In order to mitigate the impact, China’s local governments are introducing supportive measures to help small and medium-sized enterprises cope with the impact of the coronavirus outbreak.
More than 10 provincial or city-level governments have rolled out mitigation policies last month, that focus on financial support and burden reduction to ease the pressure on SMEs from the economic impact of the virus.

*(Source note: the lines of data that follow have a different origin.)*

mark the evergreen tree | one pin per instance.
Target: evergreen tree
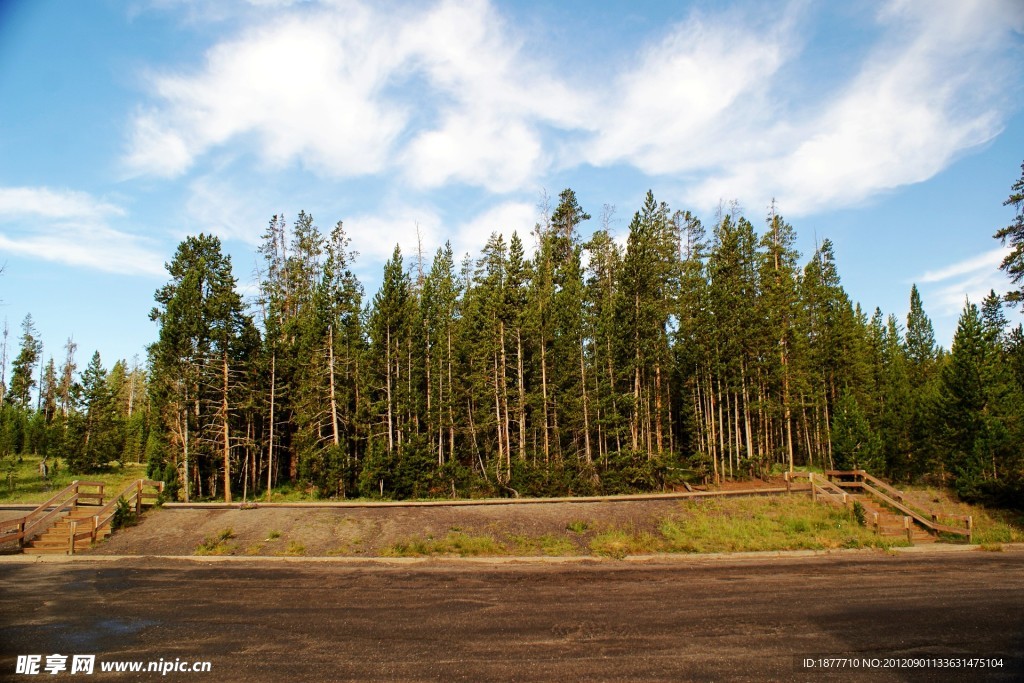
(202, 329)
(23, 378)
(1013, 235)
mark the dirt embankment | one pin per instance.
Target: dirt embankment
(371, 531)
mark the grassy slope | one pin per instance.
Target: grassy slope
(29, 487)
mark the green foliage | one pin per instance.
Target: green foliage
(608, 365)
(217, 545)
(124, 515)
(854, 444)
(858, 513)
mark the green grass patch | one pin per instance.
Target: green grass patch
(578, 526)
(295, 549)
(455, 543)
(20, 482)
(549, 544)
(217, 545)
(620, 543)
(990, 524)
(764, 524)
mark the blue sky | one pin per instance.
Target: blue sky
(895, 129)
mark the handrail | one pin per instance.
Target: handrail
(894, 498)
(131, 494)
(918, 516)
(28, 526)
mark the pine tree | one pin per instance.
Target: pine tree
(23, 377)
(202, 330)
(1013, 233)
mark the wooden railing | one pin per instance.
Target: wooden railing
(24, 528)
(895, 499)
(821, 487)
(80, 529)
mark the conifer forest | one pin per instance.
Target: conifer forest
(558, 359)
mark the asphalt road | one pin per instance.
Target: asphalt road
(679, 620)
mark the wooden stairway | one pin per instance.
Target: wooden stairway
(56, 540)
(890, 524)
(886, 508)
(73, 519)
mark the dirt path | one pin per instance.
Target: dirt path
(369, 531)
(743, 620)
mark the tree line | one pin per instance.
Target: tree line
(577, 365)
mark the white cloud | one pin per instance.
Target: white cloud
(927, 93)
(306, 87)
(971, 278)
(375, 237)
(505, 218)
(71, 227)
(681, 105)
(52, 204)
(216, 207)
(454, 93)
(442, 95)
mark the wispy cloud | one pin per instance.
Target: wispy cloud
(971, 278)
(71, 227)
(455, 93)
(929, 90)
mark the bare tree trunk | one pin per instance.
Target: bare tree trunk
(522, 397)
(334, 399)
(390, 418)
(657, 404)
(544, 394)
(226, 422)
(269, 457)
(586, 412)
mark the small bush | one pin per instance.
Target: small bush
(216, 545)
(578, 526)
(124, 515)
(858, 513)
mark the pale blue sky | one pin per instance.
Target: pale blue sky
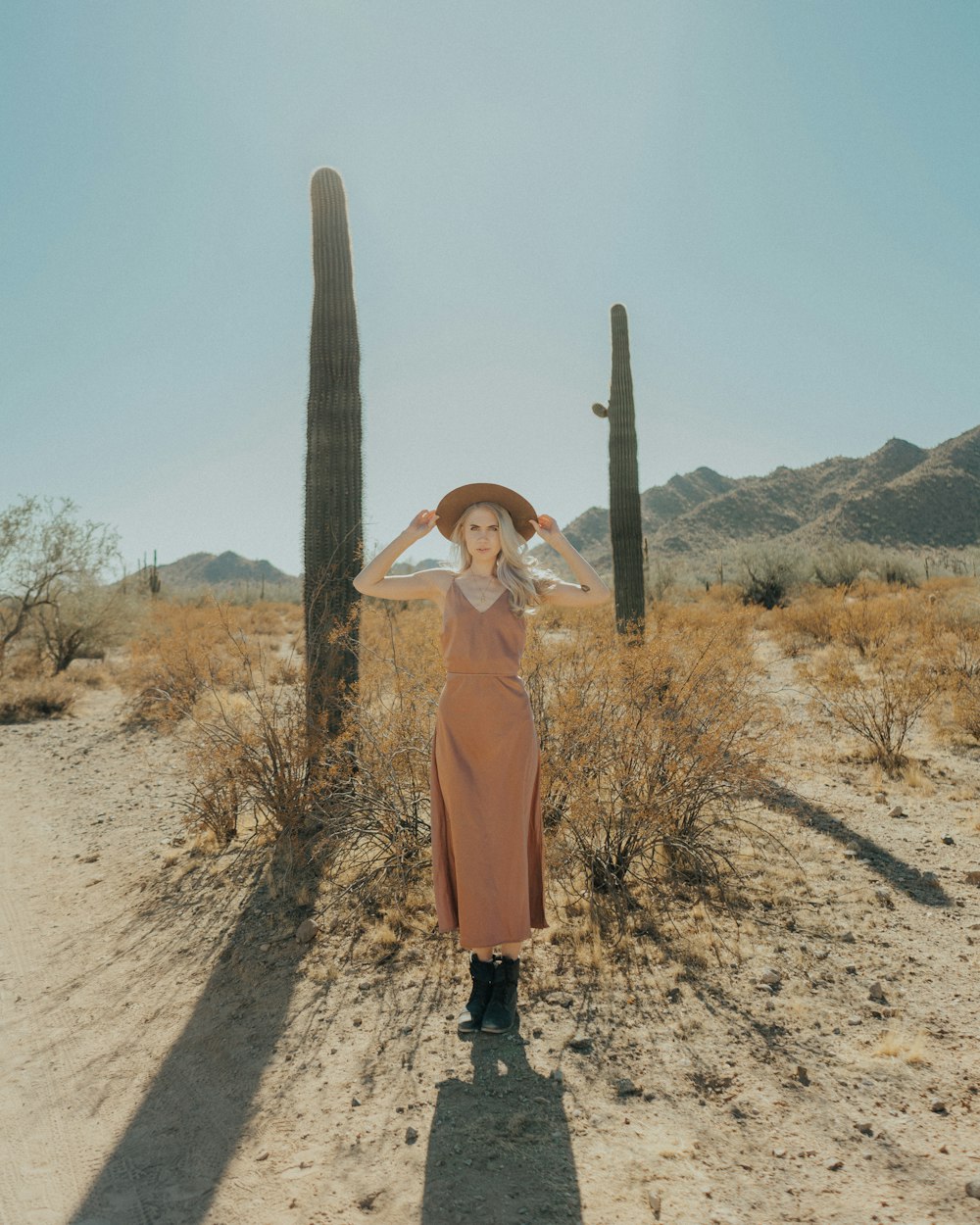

Some of these policies include:
- Ask banks to offer fast-track loans with lower interest rates.
- Lower or waive social security contributions for certain period.
- Have rent of SME which leasing State-owned properties waived for certain periods.
- Return half of the unemployment insurance premiums paid in the previous year to employers who do not lay off workers.
- Decrease VAT rate for small-scale VAT payer from 3% to 1% in March to May.
As the impact of coronavirus is spreading internationally, more governments are expected to provide adjusted policies and aid to business, especially SMEs.
Apart from government mitigation policies, enterprises also take various measures to resume work and avoid further losses. Most companies adopt flexible work arrangement and encourage employees to work from home, use online communication tools to work. Some also arrange employees to come into the office in shifts, to reduce large-scale flows of people that can spread the novel coronavirus.
Considerations to keep your business healthy
Based on the current situation, suggest foreign invested enterprise consider the following steps to mitigate potential effects by the virus outbreak on your business:
- Keep your team and working environment safe, avoid travel if possible.
- Adjust financial forecast and consider mitigation and continuity plan.
- Communicate with supply chain to clarify the risks and seek for alternative plans.
- Ensure your business has a stable IT infrastructure that can support secure remote working requirements.
- Pay attention to local government instruction to apply for applicable government support as much as possible.
- Accounting implications may be applicable. Consult your accounting team for adivice.
We don’t yet know the extent of the economic damage around the world. Under these uncertain circumstances, business leaders should pay full attention to the possible impact on its their organisation. The number one rule in crisis management is to have a contingency plan in place for when a crisis hits.